Wakil Ketua DPR yang menjadi pimpinan rapat, Utut Adianto lantas menanyakan kepada anggota Dewan apakah menyetujui pertimbangan pemberian amnesti tersebut.
“Apakah laporan Komisi tiga DPR RI tentang pertimbangan atas pemberian amnesti terhadap Baiq Nuril Maknun dapat disetujui?” tanya Utut, disambut teriakan “setuju” dari hadirin.
Baiq Nuril adalah korban pelecehan seksual yang justru dipidana dengan tuduhan melanggar Undang-undang Informasi dan Transaksi Elektronik.
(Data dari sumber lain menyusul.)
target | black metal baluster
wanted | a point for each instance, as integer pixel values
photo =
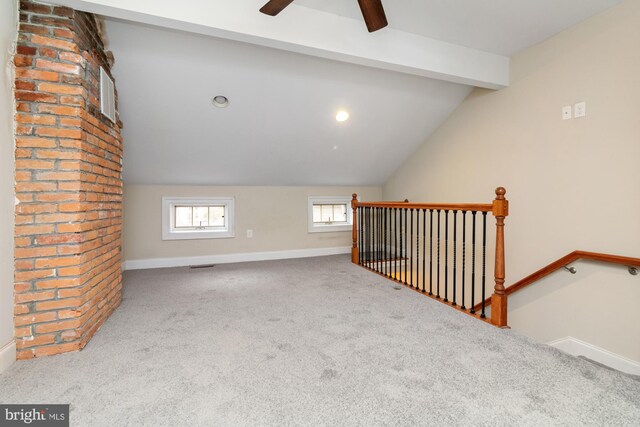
(389, 258)
(359, 211)
(395, 243)
(372, 249)
(430, 251)
(401, 246)
(405, 246)
(473, 262)
(446, 255)
(464, 252)
(377, 268)
(455, 245)
(380, 245)
(424, 249)
(366, 235)
(411, 249)
(384, 247)
(438, 268)
(484, 258)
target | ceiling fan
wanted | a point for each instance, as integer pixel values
(372, 11)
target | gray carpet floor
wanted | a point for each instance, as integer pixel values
(314, 341)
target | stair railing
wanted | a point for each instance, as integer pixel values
(435, 249)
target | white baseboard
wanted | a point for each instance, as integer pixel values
(7, 355)
(141, 264)
(577, 347)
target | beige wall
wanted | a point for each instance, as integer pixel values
(573, 184)
(277, 216)
(8, 26)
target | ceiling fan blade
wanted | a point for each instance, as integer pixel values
(373, 14)
(273, 7)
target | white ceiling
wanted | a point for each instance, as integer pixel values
(280, 127)
(499, 26)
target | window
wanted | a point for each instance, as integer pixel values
(197, 218)
(330, 214)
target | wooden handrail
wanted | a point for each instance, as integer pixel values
(500, 210)
(561, 262)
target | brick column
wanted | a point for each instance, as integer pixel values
(68, 183)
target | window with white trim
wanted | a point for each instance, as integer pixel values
(329, 213)
(197, 218)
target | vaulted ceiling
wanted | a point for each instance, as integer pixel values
(287, 76)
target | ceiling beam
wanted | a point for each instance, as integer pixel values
(312, 32)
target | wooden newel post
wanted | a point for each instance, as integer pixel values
(354, 249)
(499, 297)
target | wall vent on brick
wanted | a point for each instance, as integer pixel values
(107, 96)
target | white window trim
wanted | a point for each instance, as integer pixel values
(169, 233)
(328, 228)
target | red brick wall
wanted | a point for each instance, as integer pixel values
(68, 182)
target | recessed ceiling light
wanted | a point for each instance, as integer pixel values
(220, 101)
(342, 116)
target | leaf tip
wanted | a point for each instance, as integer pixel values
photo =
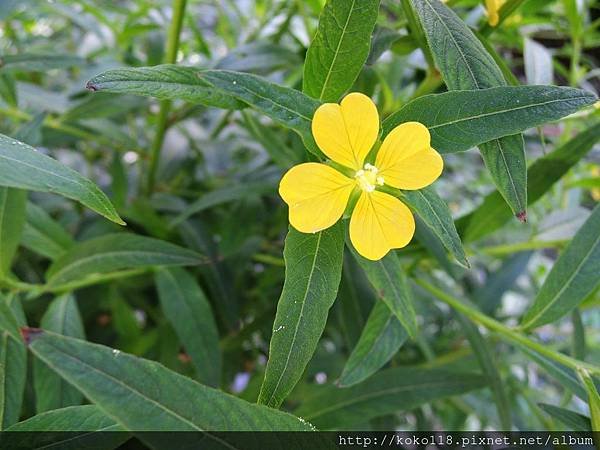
(522, 216)
(29, 334)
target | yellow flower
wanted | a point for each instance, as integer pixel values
(317, 194)
(493, 7)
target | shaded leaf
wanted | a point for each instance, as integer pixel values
(157, 398)
(572, 278)
(380, 340)
(542, 175)
(52, 392)
(114, 252)
(12, 219)
(390, 391)
(190, 314)
(434, 212)
(313, 270)
(460, 120)
(340, 48)
(22, 167)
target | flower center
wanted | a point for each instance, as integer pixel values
(368, 179)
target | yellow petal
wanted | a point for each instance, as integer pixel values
(346, 132)
(380, 223)
(316, 195)
(406, 159)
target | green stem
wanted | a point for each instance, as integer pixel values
(165, 105)
(505, 332)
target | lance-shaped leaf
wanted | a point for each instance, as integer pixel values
(165, 82)
(313, 271)
(390, 391)
(340, 47)
(116, 252)
(465, 64)
(288, 107)
(43, 235)
(12, 220)
(189, 312)
(13, 361)
(574, 421)
(380, 340)
(572, 278)
(593, 398)
(434, 212)
(542, 175)
(23, 167)
(390, 284)
(52, 392)
(460, 120)
(158, 399)
(29, 62)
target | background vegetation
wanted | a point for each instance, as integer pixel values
(508, 317)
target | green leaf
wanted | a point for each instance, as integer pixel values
(157, 398)
(22, 167)
(164, 82)
(572, 278)
(13, 360)
(285, 106)
(380, 340)
(115, 252)
(542, 175)
(486, 359)
(434, 212)
(12, 219)
(389, 282)
(72, 418)
(74, 427)
(313, 270)
(389, 391)
(43, 235)
(52, 392)
(593, 398)
(340, 48)
(465, 64)
(573, 420)
(460, 120)
(38, 63)
(190, 314)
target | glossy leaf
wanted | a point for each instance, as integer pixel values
(572, 420)
(542, 175)
(434, 212)
(392, 390)
(13, 360)
(572, 278)
(460, 120)
(23, 167)
(115, 252)
(391, 286)
(157, 398)
(164, 82)
(465, 64)
(12, 219)
(190, 314)
(340, 47)
(593, 399)
(313, 271)
(43, 235)
(52, 392)
(380, 340)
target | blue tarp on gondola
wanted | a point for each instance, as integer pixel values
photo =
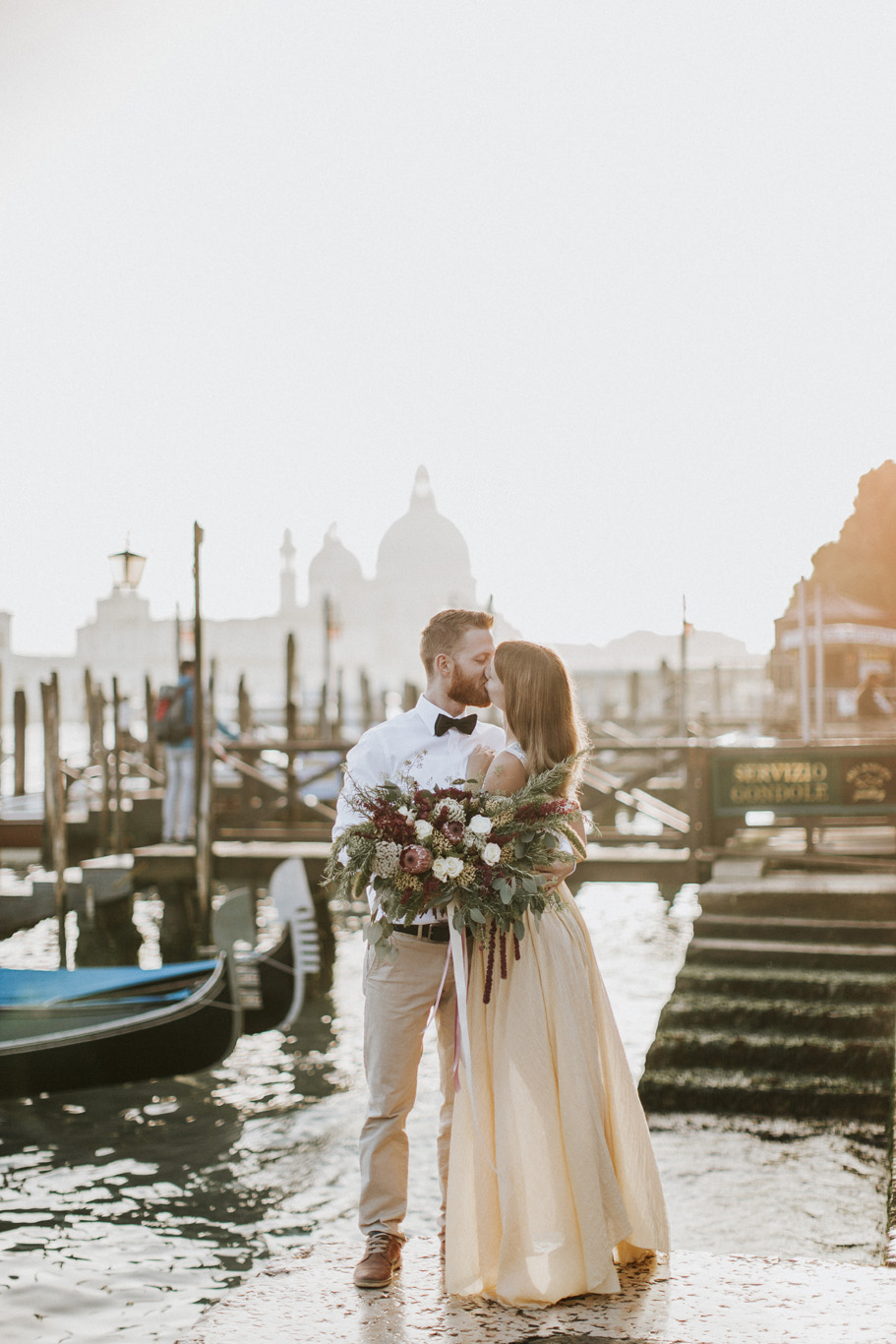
(44, 987)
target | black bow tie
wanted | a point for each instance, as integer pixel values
(444, 723)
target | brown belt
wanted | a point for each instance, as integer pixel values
(432, 932)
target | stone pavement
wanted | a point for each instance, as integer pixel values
(683, 1299)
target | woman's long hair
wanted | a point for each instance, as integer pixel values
(540, 704)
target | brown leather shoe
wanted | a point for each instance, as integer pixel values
(381, 1260)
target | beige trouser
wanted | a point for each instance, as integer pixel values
(397, 998)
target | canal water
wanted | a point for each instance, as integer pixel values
(125, 1211)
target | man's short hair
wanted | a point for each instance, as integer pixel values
(445, 632)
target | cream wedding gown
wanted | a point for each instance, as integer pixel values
(575, 1189)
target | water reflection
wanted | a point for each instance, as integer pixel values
(125, 1210)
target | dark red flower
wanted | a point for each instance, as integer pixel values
(415, 858)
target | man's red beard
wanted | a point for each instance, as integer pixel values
(467, 690)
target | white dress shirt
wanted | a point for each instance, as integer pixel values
(407, 746)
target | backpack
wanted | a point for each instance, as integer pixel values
(171, 715)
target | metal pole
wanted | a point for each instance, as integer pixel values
(199, 703)
(683, 695)
(819, 667)
(805, 730)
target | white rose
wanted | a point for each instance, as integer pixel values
(386, 859)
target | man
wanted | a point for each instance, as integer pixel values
(180, 771)
(432, 742)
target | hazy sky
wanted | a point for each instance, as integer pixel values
(620, 275)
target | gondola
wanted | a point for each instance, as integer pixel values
(272, 979)
(113, 1024)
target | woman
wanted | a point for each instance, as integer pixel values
(553, 1179)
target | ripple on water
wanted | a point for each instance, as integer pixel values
(147, 1201)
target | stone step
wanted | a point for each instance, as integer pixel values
(797, 929)
(804, 905)
(796, 1016)
(792, 1055)
(770, 953)
(782, 981)
(734, 1093)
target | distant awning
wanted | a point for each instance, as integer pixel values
(844, 634)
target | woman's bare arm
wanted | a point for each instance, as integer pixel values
(506, 774)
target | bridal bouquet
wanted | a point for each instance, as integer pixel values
(425, 849)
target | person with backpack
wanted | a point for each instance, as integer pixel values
(175, 727)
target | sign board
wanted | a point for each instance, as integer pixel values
(805, 781)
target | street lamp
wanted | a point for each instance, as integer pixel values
(127, 569)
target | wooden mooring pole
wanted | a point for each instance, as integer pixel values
(54, 801)
(19, 724)
(245, 707)
(292, 726)
(117, 822)
(152, 741)
(205, 834)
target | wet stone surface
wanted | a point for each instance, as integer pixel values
(125, 1211)
(683, 1299)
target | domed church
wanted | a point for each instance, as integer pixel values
(349, 624)
(422, 566)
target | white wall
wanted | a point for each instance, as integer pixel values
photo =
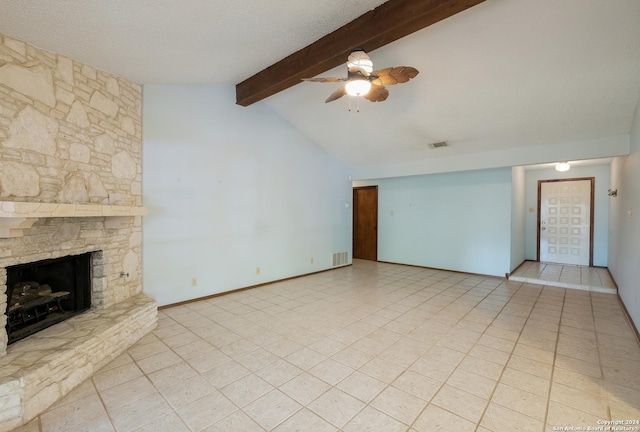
(601, 206)
(518, 216)
(455, 221)
(230, 189)
(624, 240)
(509, 156)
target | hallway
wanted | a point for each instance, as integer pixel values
(595, 279)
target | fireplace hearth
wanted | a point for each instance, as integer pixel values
(44, 293)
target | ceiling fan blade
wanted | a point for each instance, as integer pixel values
(394, 75)
(336, 94)
(328, 79)
(377, 93)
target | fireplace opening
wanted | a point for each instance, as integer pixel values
(44, 293)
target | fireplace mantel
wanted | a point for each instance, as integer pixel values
(15, 216)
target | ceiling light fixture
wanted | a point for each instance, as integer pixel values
(358, 87)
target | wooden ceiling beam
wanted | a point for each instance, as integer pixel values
(385, 24)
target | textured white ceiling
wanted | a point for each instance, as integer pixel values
(503, 74)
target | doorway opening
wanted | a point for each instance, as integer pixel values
(565, 221)
(365, 223)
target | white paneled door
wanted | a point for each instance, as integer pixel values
(565, 221)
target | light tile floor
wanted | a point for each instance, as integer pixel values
(371, 347)
(566, 276)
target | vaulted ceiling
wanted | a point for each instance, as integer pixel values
(501, 75)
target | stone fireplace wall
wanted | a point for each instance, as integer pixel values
(70, 134)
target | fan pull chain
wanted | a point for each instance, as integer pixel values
(357, 103)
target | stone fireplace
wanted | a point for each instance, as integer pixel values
(43, 293)
(70, 184)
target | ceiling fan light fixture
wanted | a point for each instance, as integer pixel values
(359, 61)
(358, 87)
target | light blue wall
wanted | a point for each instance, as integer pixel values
(601, 206)
(624, 240)
(230, 189)
(455, 221)
(518, 216)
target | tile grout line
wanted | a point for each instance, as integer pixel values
(553, 365)
(510, 355)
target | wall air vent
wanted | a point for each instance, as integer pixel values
(439, 145)
(340, 259)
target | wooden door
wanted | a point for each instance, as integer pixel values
(565, 226)
(365, 222)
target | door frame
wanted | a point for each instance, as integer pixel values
(353, 221)
(591, 212)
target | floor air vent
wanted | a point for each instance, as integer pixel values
(340, 259)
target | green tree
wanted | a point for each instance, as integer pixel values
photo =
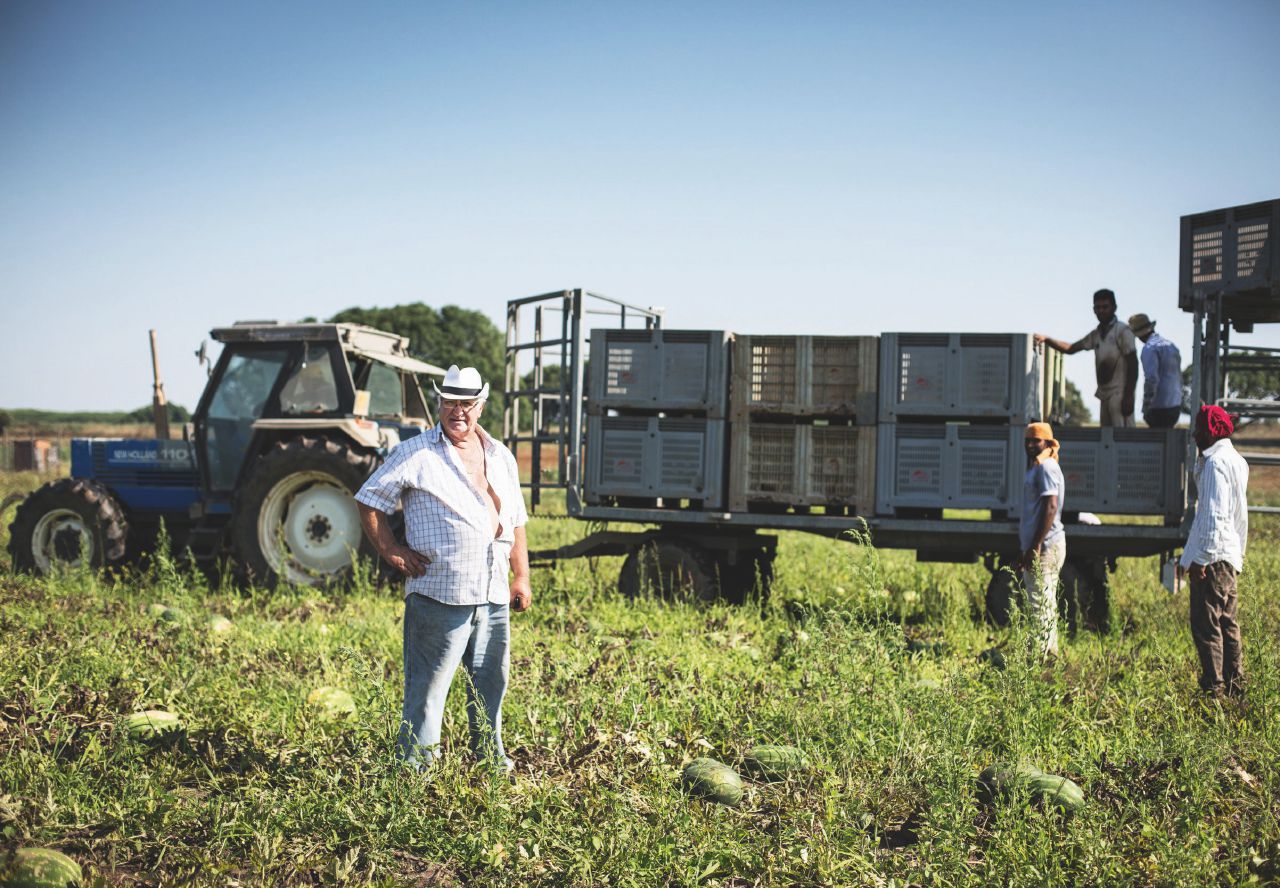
(1075, 412)
(449, 335)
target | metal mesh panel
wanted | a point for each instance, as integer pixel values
(771, 465)
(773, 370)
(836, 369)
(923, 375)
(833, 467)
(1251, 243)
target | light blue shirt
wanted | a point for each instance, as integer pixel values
(1162, 374)
(1043, 479)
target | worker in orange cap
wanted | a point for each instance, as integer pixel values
(1040, 532)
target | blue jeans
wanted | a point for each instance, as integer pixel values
(437, 639)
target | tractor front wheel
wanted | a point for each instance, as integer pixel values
(296, 518)
(68, 522)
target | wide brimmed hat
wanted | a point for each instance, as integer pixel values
(462, 384)
(1139, 323)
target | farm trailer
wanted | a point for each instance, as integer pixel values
(661, 398)
(709, 532)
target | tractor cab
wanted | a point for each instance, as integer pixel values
(293, 419)
(275, 380)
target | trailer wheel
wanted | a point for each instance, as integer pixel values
(64, 520)
(1001, 596)
(670, 571)
(296, 518)
(753, 573)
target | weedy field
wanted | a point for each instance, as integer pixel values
(608, 701)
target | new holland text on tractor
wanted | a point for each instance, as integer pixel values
(292, 421)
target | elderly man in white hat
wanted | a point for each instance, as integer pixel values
(464, 523)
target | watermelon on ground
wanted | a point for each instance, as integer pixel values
(1000, 781)
(332, 701)
(712, 779)
(773, 763)
(993, 658)
(165, 613)
(151, 724)
(1056, 791)
(40, 868)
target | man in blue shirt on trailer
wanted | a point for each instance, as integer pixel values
(1161, 375)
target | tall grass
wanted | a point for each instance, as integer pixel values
(608, 700)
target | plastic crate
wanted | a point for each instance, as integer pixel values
(1124, 471)
(1233, 252)
(659, 370)
(652, 457)
(832, 376)
(988, 376)
(949, 467)
(785, 465)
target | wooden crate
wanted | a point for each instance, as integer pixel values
(819, 376)
(778, 466)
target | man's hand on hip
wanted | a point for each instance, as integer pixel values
(521, 594)
(406, 561)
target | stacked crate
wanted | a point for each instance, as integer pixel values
(952, 407)
(1124, 471)
(656, 419)
(803, 424)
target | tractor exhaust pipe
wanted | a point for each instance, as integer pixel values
(159, 407)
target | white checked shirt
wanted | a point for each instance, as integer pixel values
(447, 518)
(1221, 526)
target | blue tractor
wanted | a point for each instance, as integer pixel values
(293, 420)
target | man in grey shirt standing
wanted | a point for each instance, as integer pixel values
(1040, 532)
(1115, 360)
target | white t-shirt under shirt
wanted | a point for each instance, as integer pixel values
(1110, 346)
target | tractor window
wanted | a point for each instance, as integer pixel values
(311, 388)
(242, 392)
(384, 390)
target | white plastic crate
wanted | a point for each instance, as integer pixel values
(654, 457)
(833, 376)
(935, 466)
(1124, 471)
(786, 465)
(993, 376)
(659, 370)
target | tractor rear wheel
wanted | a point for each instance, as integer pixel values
(65, 522)
(670, 571)
(296, 518)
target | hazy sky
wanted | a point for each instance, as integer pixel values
(839, 168)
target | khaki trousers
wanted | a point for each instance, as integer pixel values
(1041, 582)
(1214, 627)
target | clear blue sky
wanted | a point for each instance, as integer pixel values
(792, 168)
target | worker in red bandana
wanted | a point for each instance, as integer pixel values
(1215, 552)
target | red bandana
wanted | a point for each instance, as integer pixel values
(1216, 421)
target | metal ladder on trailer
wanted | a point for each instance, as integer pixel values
(1214, 360)
(544, 402)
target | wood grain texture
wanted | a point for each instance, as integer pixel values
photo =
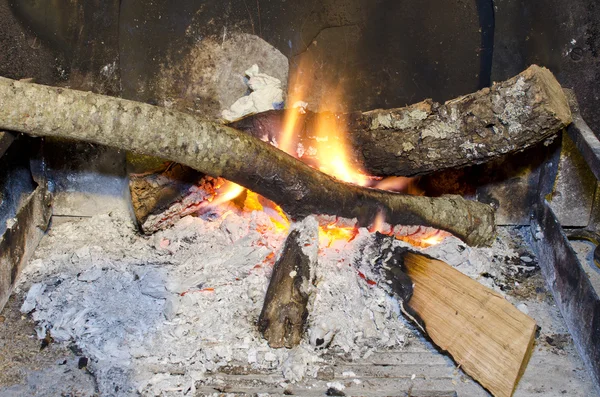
(425, 137)
(218, 150)
(487, 336)
(283, 317)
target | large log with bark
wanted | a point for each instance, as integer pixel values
(219, 150)
(508, 117)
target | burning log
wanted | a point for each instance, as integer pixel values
(425, 137)
(283, 317)
(218, 150)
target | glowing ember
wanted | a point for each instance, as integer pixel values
(226, 192)
(332, 156)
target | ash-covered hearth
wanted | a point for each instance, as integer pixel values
(209, 198)
(175, 313)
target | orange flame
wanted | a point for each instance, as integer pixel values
(298, 85)
(333, 158)
(332, 150)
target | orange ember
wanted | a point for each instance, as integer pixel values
(332, 156)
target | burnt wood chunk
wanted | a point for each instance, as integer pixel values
(166, 193)
(219, 150)
(425, 137)
(284, 313)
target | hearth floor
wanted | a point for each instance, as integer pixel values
(414, 368)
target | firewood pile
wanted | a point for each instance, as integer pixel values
(485, 334)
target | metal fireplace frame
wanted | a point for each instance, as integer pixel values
(574, 293)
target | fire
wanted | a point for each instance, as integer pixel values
(331, 155)
(332, 150)
(226, 192)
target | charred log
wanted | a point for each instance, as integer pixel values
(425, 137)
(284, 313)
(218, 150)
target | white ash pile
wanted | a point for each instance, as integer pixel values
(158, 315)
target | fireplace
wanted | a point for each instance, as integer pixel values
(134, 274)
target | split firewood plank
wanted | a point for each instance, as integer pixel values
(487, 336)
(508, 117)
(283, 317)
(219, 150)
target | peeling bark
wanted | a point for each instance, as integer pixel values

Kasus ini bermula ketika Kepala SMA Negeri 7 Mataram, Nusa Tenggara Barat, Muslim, menelepon Nuril dan berbicara mesum pada 2012. Nuril merekam percakapan itu untuk membela diri sekaligus menampik isu adanya hubungan khusus antara dirinya dan Muslim.
Rekaman tersebut kemudian disimpan Baiq Nuril dan diserahkan kepada seseorang bernama Imam Mudawin. Imam memindahkan bukti rekaman tersebut dan disimpan secara digital di laptop-nya, hingga tersebar luas.
Baiq Nuril justru dituntut dengan tuduhan pencemaran nama baik. Lolos di pengadilan tingkat pertama, pengadilan tinggi dan Mahkamah Agung malah menghukum Nuril. MA menolak PK Nuril, honorer di SMAN 7 Mataram itu dijatuhi hukuman 6 bulan penjara dan denda Rp 500 juta.